L'agrandissement qui coupait l'eau
Wesley avait vingt-sept ans quand il a compris qu'avoir raison ne sert à rien s'il n'y a pas un papier pour l'étayer. Deux familles se disputaient la limite d'une parcelle en périphérie d'Ambalavao, sur les hauts plateaux du sud de Madagascar, où il travaille comme technicien de médiation communale à la mairie. L'une d'elles avait agrandi son terrain de quelques mètres — rien, un simple geste — et avec ces quelques mètres, elle avait coupé à l'autre l'accès à l'eau. La partie qui avait le plus de terre parlait bas et lentement, sans jamais hausser la voix, et ce calme pesait plus lourd que n'importe quel cri.

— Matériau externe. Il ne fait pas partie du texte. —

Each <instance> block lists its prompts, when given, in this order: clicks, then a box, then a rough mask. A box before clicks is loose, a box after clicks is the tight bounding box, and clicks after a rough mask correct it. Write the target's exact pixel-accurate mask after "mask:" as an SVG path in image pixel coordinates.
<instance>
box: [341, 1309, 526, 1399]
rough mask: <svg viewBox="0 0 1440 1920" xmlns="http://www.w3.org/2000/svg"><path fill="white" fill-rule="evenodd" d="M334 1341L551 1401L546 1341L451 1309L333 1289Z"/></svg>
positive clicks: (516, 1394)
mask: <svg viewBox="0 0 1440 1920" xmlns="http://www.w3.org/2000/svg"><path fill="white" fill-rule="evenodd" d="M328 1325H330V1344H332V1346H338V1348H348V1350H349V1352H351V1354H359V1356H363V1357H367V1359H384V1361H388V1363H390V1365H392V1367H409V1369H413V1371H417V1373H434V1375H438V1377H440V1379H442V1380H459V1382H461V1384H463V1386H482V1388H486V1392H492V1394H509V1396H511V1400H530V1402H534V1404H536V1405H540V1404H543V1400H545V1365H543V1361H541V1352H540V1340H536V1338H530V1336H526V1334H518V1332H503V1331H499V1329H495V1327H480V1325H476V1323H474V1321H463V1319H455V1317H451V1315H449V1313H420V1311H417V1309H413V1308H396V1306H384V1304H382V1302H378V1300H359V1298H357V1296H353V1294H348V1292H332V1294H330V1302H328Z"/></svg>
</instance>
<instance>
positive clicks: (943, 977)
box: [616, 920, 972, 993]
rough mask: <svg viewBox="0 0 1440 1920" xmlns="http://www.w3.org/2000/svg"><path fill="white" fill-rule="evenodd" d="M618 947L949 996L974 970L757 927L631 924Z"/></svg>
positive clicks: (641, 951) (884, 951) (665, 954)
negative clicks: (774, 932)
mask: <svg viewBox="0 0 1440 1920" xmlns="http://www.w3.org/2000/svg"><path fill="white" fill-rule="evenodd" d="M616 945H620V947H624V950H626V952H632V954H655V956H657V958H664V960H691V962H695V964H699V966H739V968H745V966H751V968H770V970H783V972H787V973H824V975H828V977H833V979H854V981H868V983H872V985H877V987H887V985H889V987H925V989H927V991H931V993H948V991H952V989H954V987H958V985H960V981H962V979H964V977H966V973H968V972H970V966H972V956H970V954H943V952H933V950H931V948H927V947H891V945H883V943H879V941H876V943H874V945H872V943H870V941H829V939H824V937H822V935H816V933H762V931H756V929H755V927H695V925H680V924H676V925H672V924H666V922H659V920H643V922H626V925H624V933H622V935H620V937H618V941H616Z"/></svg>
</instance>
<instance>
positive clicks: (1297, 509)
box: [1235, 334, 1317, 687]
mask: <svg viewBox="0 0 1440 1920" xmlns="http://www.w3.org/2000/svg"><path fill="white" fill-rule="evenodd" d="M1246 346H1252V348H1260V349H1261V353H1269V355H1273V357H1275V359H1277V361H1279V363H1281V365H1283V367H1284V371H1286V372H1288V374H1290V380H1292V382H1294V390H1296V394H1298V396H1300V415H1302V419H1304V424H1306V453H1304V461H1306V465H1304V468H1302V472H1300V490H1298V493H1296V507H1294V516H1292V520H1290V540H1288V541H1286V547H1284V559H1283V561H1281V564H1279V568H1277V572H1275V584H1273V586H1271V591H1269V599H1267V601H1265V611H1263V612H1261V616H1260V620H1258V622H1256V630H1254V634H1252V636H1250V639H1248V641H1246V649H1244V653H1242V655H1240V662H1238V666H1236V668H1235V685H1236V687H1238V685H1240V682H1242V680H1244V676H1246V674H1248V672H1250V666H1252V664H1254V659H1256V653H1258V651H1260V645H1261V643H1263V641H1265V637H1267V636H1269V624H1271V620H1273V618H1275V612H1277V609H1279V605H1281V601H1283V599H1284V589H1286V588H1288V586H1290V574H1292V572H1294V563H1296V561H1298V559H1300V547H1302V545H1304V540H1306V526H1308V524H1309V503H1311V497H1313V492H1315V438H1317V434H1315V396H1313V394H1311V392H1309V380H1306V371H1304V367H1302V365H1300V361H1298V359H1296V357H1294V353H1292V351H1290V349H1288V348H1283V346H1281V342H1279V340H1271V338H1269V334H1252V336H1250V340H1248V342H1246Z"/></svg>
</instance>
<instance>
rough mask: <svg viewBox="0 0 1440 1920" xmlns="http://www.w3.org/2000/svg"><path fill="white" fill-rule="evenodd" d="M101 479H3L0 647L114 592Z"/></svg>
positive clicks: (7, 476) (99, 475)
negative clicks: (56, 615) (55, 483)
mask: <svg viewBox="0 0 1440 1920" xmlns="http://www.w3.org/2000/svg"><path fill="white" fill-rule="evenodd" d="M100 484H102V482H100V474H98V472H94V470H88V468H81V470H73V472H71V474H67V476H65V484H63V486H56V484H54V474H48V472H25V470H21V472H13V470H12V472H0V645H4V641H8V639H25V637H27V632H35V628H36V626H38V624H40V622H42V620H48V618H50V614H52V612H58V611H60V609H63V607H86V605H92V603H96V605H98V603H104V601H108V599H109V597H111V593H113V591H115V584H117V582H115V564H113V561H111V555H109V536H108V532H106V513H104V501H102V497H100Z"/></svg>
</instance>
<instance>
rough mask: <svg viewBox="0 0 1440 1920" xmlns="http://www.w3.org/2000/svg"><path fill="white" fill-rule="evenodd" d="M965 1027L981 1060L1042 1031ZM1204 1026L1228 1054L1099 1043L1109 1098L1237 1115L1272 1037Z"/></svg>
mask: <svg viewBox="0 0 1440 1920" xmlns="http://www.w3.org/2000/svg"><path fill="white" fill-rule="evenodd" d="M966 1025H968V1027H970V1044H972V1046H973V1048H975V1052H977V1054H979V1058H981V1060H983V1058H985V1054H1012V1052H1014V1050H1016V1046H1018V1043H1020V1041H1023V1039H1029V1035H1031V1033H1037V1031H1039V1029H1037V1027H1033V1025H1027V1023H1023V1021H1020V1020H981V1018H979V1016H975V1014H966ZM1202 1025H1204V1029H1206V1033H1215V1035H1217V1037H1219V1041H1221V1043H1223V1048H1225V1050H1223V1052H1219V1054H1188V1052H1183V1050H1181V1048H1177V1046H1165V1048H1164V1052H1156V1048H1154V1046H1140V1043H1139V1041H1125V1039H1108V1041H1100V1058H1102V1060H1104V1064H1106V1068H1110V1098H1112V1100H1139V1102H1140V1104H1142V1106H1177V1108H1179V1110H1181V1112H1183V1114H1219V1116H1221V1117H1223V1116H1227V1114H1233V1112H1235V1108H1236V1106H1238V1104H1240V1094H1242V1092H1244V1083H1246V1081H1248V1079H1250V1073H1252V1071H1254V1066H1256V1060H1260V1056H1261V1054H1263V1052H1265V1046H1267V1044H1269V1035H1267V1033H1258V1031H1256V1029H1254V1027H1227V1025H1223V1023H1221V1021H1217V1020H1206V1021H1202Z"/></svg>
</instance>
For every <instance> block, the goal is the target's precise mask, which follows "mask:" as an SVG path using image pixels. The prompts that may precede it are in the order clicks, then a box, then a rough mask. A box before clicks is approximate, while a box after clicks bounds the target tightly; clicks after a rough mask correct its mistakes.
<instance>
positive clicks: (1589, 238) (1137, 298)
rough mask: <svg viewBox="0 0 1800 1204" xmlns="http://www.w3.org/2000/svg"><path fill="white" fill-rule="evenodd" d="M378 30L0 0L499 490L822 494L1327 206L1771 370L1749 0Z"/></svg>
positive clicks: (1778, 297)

Wesley, maki catta, n'était pas le plus fort de la salle et ne prétendait pas l'être. C'était celui qui pensait à apporter la carte. Il a appris trois choses à la fois, et il ne les a plus lâchées depuis : que la parole seule revient à celui qui insiste le plus ; qu'il faut une procédure que les deux parties acceptent avant de commencer ; et qu'un même document peut être justice ou abus selon qui le rédige. Il est reparti de cette parcelle en sachant quel serait son métier, même s'il n'en avait pas encore le nom.